Весной 1966 года "подписантов" - тогда впервые появилось это слово, ставшее на несколько лет ходовым, - в правлении Союза писателей уговаривали, упрашивали, пытались всячески пугать, побуждали раскаяться; главным доводом было: "Ваше письмо опубликовано за границей в буржуазной печати... Вы понимаете, что это значит? Тогда это было неправдой - наше письмо появилось на Западе только осенью 1966 года, полгода спустя после съезда.
Когда мы раньше узнавали, что кто-то из наших сограждан публикует свои произведения за границей в эмигрантских или буржуазных изданиях, это вызывало неприязнь, отчуждение.
Р. В декабре 1962 года Ильичев осуждал "идеологические ошибки" Л. и в той же речи ругал Александра Есенина-Вольпина за антисоветские стихи, опубликованные за границей. Нападки на Л. я считала глубоко несправедливыми, а в том, что он говорил о Есенине-Вольпине, меня разве что грубый тон коробил.
Л. Разумеется, мы никогда не участвовали и никогда не стали бы участвовать в проработках Есенина-Вольпина, Амальрика, Тарсиса, которые посылали свои работы на Запад, но мы сами так поступать не хотели. А к Синявскому и Даниэлю после суда я испытывал уже не просто сочувствие старого арестанта, а внятное чувство душевной близости.
* * *
Л. Весной 1967 года А. Солженицын написал открытое письмо IV съезду писателей, предстоявшему в мае; сто экземпляров этого письма он послал наиболее известным литераторам.
И опять произошло нечто новое, беспримерное - многие открыто его поддержали.

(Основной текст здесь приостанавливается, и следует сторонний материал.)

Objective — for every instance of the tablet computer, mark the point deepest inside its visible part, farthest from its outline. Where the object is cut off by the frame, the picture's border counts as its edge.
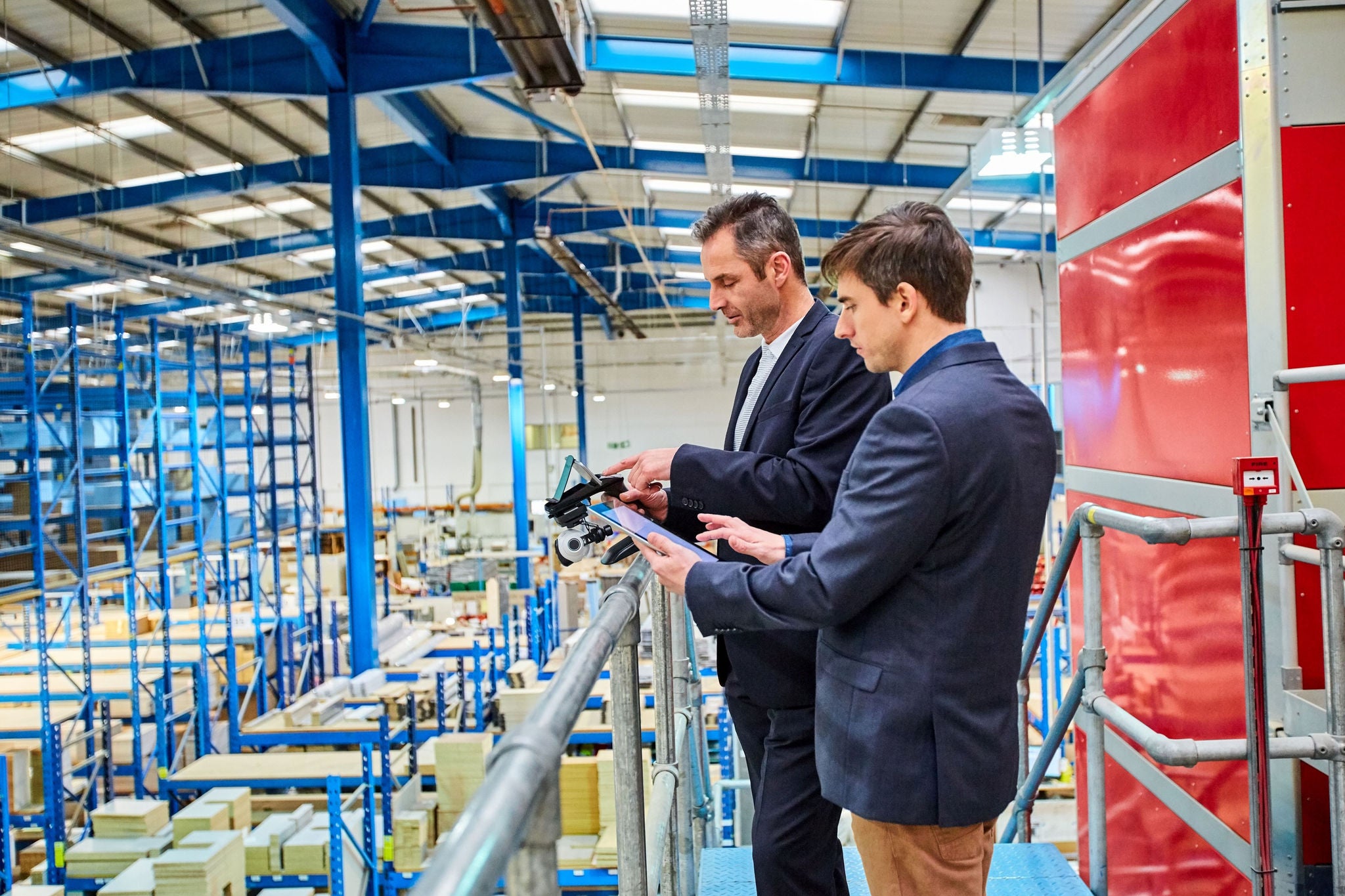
(640, 527)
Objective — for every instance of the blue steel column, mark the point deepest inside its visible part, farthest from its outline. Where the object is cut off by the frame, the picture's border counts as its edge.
(579, 378)
(518, 449)
(353, 377)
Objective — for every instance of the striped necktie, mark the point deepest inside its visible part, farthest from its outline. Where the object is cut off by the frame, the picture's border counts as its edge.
(764, 368)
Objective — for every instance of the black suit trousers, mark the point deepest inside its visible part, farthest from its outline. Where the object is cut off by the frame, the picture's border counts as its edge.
(795, 851)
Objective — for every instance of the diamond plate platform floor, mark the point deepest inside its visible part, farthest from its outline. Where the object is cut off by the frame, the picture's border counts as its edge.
(1019, 870)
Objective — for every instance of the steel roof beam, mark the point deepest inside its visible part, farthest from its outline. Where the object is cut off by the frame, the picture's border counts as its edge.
(396, 58)
(490, 163)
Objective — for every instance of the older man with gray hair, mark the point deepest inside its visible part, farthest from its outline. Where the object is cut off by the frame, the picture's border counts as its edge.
(802, 403)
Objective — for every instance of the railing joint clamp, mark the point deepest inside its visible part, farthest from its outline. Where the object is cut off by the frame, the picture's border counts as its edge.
(1093, 658)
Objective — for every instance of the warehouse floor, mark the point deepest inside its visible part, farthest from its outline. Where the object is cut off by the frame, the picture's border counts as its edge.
(1019, 870)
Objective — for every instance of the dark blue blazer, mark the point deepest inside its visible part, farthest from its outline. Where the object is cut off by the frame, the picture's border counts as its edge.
(919, 585)
(806, 423)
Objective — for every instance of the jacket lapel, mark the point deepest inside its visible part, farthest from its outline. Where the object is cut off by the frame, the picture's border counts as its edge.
(744, 381)
(801, 336)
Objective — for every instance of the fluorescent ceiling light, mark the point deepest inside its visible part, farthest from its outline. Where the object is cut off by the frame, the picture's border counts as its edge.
(218, 169)
(290, 206)
(95, 289)
(152, 179)
(76, 137)
(1013, 164)
(667, 146)
(808, 14)
(231, 215)
(703, 187)
(965, 203)
(688, 100)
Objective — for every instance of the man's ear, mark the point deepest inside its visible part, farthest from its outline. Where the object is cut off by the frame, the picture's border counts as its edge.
(907, 300)
(779, 269)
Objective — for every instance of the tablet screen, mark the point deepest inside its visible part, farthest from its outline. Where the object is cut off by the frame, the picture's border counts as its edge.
(640, 527)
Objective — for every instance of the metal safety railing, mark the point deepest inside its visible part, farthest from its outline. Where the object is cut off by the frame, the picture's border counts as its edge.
(1087, 694)
(512, 824)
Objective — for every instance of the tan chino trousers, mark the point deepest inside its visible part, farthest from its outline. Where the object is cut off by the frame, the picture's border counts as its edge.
(925, 860)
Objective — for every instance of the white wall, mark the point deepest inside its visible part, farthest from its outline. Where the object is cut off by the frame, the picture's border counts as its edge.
(663, 391)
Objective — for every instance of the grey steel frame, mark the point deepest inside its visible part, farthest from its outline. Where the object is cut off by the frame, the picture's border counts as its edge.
(1087, 692)
(512, 824)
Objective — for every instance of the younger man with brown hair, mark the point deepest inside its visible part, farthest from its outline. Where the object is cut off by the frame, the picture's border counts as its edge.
(920, 581)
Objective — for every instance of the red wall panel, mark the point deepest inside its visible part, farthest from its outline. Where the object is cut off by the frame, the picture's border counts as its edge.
(1314, 194)
(1155, 345)
(1169, 105)
(1172, 626)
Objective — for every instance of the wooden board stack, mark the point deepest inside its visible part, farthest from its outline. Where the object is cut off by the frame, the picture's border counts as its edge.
(410, 840)
(209, 863)
(104, 857)
(37, 889)
(522, 673)
(238, 801)
(125, 817)
(604, 853)
(137, 880)
(459, 770)
(200, 816)
(263, 845)
(575, 851)
(516, 703)
(579, 796)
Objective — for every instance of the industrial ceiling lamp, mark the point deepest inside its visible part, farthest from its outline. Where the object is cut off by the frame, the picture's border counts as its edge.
(265, 324)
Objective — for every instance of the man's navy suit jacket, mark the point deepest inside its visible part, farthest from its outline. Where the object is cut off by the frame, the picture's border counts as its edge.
(807, 419)
(919, 586)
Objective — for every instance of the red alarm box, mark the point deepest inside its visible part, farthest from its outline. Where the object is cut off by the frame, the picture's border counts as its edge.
(1256, 476)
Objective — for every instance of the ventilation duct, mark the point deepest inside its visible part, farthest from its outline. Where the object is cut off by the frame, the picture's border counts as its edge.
(542, 41)
(711, 46)
(580, 274)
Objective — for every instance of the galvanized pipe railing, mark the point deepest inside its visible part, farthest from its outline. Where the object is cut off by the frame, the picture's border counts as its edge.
(525, 763)
(1087, 692)
(512, 824)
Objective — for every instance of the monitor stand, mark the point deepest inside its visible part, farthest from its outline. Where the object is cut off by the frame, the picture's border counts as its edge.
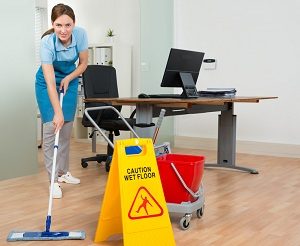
(188, 86)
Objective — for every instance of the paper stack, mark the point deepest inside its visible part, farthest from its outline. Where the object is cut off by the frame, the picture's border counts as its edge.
(218, 92)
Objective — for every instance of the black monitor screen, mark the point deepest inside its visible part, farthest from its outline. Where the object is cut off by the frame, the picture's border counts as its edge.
(181, 61)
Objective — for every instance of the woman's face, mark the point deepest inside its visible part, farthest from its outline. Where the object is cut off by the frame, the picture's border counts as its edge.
(63, 27)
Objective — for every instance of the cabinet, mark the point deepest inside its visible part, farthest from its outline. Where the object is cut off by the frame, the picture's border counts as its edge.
(111, 54)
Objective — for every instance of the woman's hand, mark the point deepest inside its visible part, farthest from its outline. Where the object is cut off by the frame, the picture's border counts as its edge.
(58, 121)
(64, 84)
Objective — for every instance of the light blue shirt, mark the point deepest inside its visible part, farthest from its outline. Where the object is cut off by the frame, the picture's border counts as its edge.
(51, 50)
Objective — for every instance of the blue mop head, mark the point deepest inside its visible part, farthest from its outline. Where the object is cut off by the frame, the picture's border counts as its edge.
(45, 236)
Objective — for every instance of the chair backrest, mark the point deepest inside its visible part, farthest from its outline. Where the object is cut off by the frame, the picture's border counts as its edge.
(100, 82)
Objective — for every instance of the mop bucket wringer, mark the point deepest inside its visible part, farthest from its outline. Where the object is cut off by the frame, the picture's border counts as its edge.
(181, 178)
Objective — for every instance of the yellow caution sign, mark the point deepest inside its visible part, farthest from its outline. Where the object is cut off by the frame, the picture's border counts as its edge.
(134, 203)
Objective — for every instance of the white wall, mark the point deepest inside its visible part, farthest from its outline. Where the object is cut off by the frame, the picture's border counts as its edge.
(18, 145)
(256, 44)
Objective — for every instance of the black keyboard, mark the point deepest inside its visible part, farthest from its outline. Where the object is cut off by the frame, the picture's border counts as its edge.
(164, 96)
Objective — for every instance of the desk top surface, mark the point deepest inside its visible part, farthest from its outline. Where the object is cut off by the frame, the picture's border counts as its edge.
(180, 102)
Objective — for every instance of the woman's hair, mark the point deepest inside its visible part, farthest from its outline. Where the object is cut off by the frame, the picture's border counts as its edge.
(57, 11)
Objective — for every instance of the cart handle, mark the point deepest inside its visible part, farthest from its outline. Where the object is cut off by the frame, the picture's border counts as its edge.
(194, 194)
(98, 128)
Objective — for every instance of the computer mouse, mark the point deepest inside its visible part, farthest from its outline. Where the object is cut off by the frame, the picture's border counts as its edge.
(143, 95)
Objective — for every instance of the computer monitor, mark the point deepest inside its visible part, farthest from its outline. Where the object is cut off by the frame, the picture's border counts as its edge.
(182, 70)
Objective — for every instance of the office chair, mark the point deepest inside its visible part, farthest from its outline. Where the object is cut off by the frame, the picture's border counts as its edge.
(101, 82)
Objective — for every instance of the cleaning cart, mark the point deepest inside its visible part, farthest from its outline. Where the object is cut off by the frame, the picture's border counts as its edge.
(181, 175)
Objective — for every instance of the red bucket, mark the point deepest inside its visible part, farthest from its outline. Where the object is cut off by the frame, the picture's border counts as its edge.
(189, 167)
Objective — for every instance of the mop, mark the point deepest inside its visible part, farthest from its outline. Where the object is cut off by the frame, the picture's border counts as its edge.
(47, 234)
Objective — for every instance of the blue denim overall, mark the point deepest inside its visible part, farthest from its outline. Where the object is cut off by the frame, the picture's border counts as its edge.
(61, 70)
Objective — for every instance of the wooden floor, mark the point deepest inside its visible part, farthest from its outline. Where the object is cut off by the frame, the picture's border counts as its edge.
(240, 208)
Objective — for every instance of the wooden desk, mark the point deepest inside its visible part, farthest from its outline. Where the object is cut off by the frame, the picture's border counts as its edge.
(147, 108)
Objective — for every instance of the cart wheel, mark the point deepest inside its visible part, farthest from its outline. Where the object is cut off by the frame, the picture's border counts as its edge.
(107, 163)
(84, 164)
(200, 212)
(184, 223)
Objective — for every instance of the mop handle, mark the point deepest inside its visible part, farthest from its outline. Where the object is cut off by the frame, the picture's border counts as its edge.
(48, 221)
(158, 124)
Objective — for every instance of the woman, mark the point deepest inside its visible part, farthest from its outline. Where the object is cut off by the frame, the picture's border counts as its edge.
(61, 47)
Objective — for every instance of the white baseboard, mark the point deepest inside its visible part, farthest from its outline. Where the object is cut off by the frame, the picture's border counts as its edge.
(248, 147)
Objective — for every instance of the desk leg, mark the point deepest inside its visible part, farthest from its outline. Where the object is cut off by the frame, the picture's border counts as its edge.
(227, 143)
(144, 115)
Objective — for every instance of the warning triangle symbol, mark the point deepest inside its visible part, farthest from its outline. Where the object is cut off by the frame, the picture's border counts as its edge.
(144, 205)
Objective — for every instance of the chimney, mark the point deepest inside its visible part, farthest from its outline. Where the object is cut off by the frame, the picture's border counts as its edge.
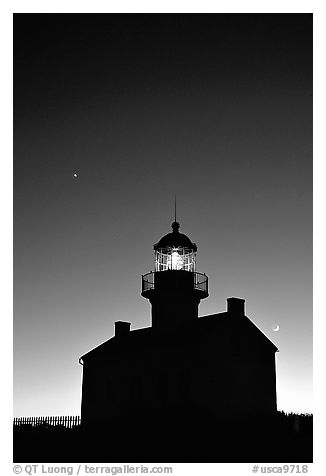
(121, 328)
(236, 306)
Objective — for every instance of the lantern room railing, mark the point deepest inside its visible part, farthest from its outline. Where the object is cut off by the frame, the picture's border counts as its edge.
(200, 282)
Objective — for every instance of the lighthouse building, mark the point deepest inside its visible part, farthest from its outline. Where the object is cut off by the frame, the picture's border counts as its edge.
(216, 364)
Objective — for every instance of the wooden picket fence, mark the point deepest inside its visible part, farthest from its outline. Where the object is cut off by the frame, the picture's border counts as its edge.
(48, 421)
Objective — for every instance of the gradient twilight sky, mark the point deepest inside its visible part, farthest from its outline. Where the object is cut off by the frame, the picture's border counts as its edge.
(215, 108)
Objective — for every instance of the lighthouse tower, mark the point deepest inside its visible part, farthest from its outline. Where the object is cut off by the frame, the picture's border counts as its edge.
(175, 288)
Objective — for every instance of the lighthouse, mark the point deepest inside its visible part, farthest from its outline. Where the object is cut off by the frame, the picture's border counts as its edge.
(175, 288)
(182, 363)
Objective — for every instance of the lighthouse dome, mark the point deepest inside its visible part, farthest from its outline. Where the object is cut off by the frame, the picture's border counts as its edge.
(175, 240)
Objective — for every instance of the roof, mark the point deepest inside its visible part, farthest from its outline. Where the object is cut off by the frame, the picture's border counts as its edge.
(175, 239)
(229, 331)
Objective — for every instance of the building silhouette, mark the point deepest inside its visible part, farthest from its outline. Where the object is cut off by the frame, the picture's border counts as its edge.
(215, 365)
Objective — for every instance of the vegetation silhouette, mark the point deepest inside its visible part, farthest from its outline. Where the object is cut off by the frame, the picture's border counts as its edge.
(181, 435)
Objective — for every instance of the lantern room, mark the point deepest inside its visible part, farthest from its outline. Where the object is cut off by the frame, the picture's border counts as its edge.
(175, 251)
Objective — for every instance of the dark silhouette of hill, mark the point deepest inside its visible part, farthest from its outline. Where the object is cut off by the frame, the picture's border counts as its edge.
(171, 437)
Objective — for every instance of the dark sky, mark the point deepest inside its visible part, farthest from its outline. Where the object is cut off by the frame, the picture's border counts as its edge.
(216, 108)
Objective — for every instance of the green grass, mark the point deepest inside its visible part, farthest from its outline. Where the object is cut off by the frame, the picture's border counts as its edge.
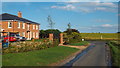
(80, 43)
(38, 57)
(115, 48)
(98, 35)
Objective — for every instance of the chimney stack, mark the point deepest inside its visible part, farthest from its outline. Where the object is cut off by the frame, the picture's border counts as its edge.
(19, 14)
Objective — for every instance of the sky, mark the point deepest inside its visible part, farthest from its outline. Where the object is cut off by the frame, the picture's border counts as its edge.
(86, 17)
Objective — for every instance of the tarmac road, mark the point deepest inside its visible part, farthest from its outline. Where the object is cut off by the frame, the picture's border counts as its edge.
(96, 56)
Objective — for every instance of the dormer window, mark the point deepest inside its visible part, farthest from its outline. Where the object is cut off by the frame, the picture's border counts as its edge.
(18, 24)
(9, 24)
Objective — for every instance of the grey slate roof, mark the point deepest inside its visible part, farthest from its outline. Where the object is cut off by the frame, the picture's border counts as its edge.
(6, 16)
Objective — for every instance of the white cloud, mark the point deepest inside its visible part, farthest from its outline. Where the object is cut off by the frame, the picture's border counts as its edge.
(60, 0)
(67, 7)
(106, 25)
(101, 20)
(88, 7)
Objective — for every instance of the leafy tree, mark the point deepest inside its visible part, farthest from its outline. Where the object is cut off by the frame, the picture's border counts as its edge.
(72, 30)
(45, 33)
(51, 23)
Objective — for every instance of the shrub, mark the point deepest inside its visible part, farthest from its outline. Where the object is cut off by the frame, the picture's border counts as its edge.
(29, 46)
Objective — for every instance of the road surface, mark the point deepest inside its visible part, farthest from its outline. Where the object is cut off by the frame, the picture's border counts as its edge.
(96, 56)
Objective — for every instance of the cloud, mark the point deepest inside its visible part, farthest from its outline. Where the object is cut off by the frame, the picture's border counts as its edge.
(100, 28)
(106, 25)
(93, 0)
(67, 7)
(101, 20)
(87, 7)
(60, 0)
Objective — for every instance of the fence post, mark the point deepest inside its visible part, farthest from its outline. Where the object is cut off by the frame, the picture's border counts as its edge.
(51, 37)
(61, 39)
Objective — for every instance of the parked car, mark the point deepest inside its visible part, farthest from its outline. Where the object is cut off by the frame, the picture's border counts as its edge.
(10, 38)
(18, 37)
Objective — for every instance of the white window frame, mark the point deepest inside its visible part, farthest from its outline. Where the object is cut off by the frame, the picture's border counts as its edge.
(37, 35)
(37, 27)
(33, 34)
(33, 26)
(9, 24)
(23, 25)
(28, 26)
(18, 24)
(23, 34)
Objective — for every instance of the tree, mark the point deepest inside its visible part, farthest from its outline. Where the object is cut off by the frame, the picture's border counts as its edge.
(51, 23)
(69, 26)
(45, 33)
(72, 30)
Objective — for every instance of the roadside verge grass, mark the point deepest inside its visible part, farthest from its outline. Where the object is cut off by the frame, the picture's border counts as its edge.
(80, 43)
(115, 48)
(38, 57)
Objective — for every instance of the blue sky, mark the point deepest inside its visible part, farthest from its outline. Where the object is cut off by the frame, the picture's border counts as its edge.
(84, 16)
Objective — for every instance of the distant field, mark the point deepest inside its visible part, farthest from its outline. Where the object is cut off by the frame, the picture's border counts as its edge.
(100, 35)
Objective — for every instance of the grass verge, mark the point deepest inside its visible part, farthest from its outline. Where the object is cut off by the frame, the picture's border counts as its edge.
(80, 43)
(115, 50)
(38, 57)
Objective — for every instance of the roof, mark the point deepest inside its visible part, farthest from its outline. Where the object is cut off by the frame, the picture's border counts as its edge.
(6, 16)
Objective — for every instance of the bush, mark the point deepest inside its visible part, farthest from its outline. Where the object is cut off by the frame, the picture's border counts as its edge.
(72, 38)
(29, 46)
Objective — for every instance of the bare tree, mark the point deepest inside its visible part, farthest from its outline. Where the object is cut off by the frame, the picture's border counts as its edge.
(51, 23)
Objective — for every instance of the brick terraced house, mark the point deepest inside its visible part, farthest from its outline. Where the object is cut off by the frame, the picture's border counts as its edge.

Георгий Владимов писал, обращаясь к съезду:
"...Советская литература... не может жить без свободы творчества, полной и безграничной свободы высказывать любое суждение в области социальной и нравственной жизни народа......Такая свобода существует... Из рук в руки, от читателя к читателю шествуют в машинописных шестых-восьмых копиях неизданные вещи - Булгакова, Цветаевой, Мандельштама, Пильняка, Платонова и других, чьи имена я не называю по вполне понятным соображениям... Я прочитал многие вещи самиздата и о девяти десятых из них могу сказать со всей ответственностью: их не только можно, их должно печатать. И как можно скорее, пока они не стали достоянием зарубежных издательств, что было бы весьма прискорбно для нашего престижа.
...Я хочу спросить полномочный съезд - нация ли мы подонков, шептунов и стукачей или мы - великий народ, подаривший миру плеяду гениев? Солженицын свою задачу выполнит, я верю в это так же твердо, как верит он сам, - но мы-то, мы-то здесь при чем? Мы его защитили от обысков и конфискаций? Мы пробили его произведения в печати? Мы отвели от его лица липкую зловонную руку клеветы?..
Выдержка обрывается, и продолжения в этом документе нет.